Serendipity

                  You probably think an unexplained phenomenon is a sinister event but it can be benign, welcome and surprising, that is, serendipitous.  Most writers silently bless Horace Walpole and his Prince of Serendip for giving us a word for happy accidents. A few examples from my own career will elicit similar memories in other writers. 

Several years ago I had a fellowship with the Mary Bunting Institute at Radcliffe, to research and write a play about Alice James. I was ready to begin my fist draft on American Thanksgiving Day when everything stopped for gratitude and turkey. I worked in my silent office until I felt an urgent need to consult Lewis Carroll’s books about Alice, a need easily satisfied on any day but that.   I was far away from my home library; the public libraries were closed; the bookstores were closed; no one was home, including my landlady. I entered my digs early, despairing of finding what I needed. When lo! There on the kitchen table was a boxed set: Alice’s Adventures in Wonderland and Through the Looking Glass. Serendipity! 

Why? When asked later, my landlady had no memory of putting it there.
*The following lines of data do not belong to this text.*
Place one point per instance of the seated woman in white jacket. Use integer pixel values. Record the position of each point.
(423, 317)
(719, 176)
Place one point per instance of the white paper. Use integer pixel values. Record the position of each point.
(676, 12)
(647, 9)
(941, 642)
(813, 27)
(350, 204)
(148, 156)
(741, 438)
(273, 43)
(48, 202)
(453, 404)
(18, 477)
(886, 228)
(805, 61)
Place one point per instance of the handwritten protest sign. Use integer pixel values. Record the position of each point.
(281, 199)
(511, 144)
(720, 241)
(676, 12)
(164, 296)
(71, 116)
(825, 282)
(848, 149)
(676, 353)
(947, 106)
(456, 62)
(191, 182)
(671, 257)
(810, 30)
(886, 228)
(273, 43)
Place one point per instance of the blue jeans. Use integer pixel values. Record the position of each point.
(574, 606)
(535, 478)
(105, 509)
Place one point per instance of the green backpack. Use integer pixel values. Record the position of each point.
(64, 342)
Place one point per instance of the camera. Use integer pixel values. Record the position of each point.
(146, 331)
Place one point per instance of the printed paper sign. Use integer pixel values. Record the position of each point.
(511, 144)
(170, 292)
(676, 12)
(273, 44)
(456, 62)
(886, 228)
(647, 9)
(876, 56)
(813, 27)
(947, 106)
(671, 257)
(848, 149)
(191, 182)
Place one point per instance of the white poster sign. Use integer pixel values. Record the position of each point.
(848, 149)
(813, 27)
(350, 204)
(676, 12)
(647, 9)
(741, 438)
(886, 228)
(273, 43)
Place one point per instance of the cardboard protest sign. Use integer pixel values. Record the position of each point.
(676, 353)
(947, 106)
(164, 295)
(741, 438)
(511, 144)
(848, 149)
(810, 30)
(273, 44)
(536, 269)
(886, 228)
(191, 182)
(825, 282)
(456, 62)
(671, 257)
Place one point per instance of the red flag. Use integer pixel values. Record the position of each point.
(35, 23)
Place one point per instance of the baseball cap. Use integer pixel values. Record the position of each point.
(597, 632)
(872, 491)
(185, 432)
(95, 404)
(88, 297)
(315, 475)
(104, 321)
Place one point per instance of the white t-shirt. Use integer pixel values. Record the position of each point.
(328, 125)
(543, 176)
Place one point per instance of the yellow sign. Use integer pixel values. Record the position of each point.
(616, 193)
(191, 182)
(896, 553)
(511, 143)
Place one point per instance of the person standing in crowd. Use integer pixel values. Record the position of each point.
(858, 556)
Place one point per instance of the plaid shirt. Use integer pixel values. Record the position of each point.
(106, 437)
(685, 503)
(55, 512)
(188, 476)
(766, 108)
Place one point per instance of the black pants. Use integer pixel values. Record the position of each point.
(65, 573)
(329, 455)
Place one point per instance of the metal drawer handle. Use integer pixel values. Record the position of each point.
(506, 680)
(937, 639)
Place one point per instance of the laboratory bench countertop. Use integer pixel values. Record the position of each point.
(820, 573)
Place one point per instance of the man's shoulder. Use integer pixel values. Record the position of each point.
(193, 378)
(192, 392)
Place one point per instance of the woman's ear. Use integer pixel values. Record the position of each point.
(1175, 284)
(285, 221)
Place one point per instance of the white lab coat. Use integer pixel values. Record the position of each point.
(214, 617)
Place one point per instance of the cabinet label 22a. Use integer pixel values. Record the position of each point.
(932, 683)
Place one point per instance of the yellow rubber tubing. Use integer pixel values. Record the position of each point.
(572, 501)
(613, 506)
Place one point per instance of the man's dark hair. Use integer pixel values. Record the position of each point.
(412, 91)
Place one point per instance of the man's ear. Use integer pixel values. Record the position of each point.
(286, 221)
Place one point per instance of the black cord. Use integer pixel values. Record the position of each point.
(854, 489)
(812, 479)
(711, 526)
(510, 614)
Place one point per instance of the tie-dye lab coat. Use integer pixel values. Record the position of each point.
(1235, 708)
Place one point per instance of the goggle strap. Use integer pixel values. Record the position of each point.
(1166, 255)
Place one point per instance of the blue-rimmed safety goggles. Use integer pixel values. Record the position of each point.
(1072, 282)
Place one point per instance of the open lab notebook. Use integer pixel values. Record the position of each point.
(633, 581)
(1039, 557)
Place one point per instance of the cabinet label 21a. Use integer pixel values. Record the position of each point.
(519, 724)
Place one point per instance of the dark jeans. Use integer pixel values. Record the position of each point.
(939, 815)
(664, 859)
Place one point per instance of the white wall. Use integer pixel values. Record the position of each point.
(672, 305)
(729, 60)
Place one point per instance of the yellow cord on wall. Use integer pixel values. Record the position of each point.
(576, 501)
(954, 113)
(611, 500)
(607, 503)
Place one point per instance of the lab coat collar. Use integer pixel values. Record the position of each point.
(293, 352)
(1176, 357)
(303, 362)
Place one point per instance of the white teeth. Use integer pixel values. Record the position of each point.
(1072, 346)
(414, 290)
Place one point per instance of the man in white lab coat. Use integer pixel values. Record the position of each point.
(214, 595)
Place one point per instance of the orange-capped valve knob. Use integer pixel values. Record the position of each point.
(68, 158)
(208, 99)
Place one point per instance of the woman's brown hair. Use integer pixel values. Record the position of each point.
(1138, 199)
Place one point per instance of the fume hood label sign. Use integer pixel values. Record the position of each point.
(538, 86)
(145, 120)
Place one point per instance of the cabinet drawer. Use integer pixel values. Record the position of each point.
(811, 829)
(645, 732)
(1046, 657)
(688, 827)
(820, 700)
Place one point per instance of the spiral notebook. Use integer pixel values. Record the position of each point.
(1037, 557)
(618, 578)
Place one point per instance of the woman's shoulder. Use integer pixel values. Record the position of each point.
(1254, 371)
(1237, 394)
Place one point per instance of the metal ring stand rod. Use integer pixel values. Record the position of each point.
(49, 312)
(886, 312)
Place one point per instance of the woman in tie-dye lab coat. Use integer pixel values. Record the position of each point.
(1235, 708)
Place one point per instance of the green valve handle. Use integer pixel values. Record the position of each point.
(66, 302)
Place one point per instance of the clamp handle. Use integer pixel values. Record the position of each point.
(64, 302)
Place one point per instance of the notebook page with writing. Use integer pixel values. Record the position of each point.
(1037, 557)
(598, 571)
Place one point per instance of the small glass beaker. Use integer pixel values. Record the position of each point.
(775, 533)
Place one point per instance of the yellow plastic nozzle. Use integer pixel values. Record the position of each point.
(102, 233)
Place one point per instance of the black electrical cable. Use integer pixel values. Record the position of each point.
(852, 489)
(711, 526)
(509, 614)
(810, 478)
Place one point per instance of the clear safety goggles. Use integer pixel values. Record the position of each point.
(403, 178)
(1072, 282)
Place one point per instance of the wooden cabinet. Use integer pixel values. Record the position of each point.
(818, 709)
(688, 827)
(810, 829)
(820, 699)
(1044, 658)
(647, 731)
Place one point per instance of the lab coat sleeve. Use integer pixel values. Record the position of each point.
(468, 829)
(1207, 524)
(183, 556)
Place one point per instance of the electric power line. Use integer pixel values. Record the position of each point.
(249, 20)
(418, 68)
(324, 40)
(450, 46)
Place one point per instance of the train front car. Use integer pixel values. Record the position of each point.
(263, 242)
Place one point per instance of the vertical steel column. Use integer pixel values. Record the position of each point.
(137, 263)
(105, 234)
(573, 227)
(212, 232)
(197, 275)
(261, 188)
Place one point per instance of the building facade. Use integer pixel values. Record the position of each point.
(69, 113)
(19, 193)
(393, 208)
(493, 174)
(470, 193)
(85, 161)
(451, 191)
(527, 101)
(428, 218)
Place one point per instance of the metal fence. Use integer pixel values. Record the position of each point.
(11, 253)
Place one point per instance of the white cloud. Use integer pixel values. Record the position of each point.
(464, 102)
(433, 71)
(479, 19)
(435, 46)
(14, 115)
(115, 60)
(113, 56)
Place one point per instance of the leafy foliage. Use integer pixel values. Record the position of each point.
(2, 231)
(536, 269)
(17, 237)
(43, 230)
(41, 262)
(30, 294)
The second incident also took place in Cambridge, MA. After finishing my fellowship, I went back to the Schlesinger Library (arguably the best repository of women’s studies in North America). I planned to begin research on a book about women’s diaries (subsequently published by Key Porter Books as Reading Between the Lines) by looking for essential reading material and wondering where to begin.  When lo! There on a table in the main reading room was a huge bibliography of women’s diaries, left out by a careless student. Serendipity for sure.

 Perhaps this phenomenon is guided by a force field in the writer’s mind, but how is it that one is receptive at that particular time in that particular place for a particular reason?